O fotógrafo André Câmara vive em Londres há 20 anos, onde construiu uma carreira profissional, casou-se, teve filhos e descasou-se. Depois de uma fase difícil, está casado com uma britânica, é pai de um garoto de dois anos e considera retornar ao Brasil.
Maria do Socorro Monteiro é uma senhora de 87 anos que viveu os últimos 24 em Nova York e também se prepara para voltar ao Brasil. Ela não aprendeu o inglês e vive quase o tempo todo num apartamento cuidando do filho.

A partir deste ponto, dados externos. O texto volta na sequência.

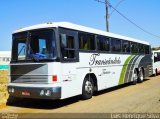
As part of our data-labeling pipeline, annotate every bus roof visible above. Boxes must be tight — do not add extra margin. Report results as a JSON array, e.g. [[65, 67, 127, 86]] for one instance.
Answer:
[[13, 22, 150, 45], [152, 50, 160, 53]]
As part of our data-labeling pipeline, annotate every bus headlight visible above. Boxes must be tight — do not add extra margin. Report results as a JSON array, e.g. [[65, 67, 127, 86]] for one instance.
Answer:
[[8, 88, 12, 93], [11, 88, 15, 93], [9, 88, 14, 93], [40, 90, 45, 96], [45, 90, 51, 96]]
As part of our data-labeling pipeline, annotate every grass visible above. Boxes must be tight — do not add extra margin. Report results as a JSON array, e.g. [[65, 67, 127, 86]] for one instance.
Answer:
[[0, 70, 9, 108]]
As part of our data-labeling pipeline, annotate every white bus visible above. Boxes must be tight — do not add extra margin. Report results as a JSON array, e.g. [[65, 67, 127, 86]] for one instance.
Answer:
[[152, 50, 160, 75], [8, 22, 152, 100]]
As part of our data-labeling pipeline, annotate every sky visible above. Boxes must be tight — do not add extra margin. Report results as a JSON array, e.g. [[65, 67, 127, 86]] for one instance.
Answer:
[[1, 0, 160, 51]]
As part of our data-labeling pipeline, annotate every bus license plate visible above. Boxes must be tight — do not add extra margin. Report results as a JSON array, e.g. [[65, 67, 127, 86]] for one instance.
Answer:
[[22, 91, 30, 96]]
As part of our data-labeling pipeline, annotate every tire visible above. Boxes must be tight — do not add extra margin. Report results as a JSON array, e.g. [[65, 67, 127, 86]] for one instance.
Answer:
[[138, 68, 144, 83], [132, 69, 138, 85], [155, 69, 158, 76], [82, 76, 94, 100]]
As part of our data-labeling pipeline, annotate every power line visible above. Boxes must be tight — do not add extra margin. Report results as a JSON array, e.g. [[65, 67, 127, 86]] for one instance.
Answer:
[[109, 0, 125, 18], [95, 0, 160, 39]]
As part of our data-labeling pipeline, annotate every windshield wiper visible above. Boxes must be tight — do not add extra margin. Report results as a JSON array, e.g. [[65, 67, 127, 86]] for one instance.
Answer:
[[18, 45, 25, 56]]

Os diretores adotam o formato de documentário de observação, sem entrevistas, em que a câmera acompanha apenas como testemunha. Desse modo, vemos situações em processo, que podem ou não oferecer revelações ou momentos dramáticos.
A escolha permite apreender as rotinas e os hábitos, identificar o grau de integração e de estranhamento desses indivíduos em outras culturas.
As conversações, por sua vez, mostram o lado avesso da história, o que os espera no reencontro com a realidade brasileira que, para eles, também se tornou distante e abstrata.
A escolha de dois personagens tem como efeito fazer o filme seguir duas histórias e apresentá-las numa estrutura que evidencia as diferenças.
Enquanto as angústias da senhora são mais introspectivas, capturadas em microdiscussões e nas tensões da face, as do fotógrafo são mais explícitas e culminam num diálogo de forte impacto entre ele e a atual mulher.
A vantagem é que o longa mantém-se fiel ao princípio sóbrio que escolheu e não se transforma num espetáculo de emoções. Nem se entrega a interpretações generalizantes sobre a migração. Apenas alcança sua dimensão humana, o que não é pouco.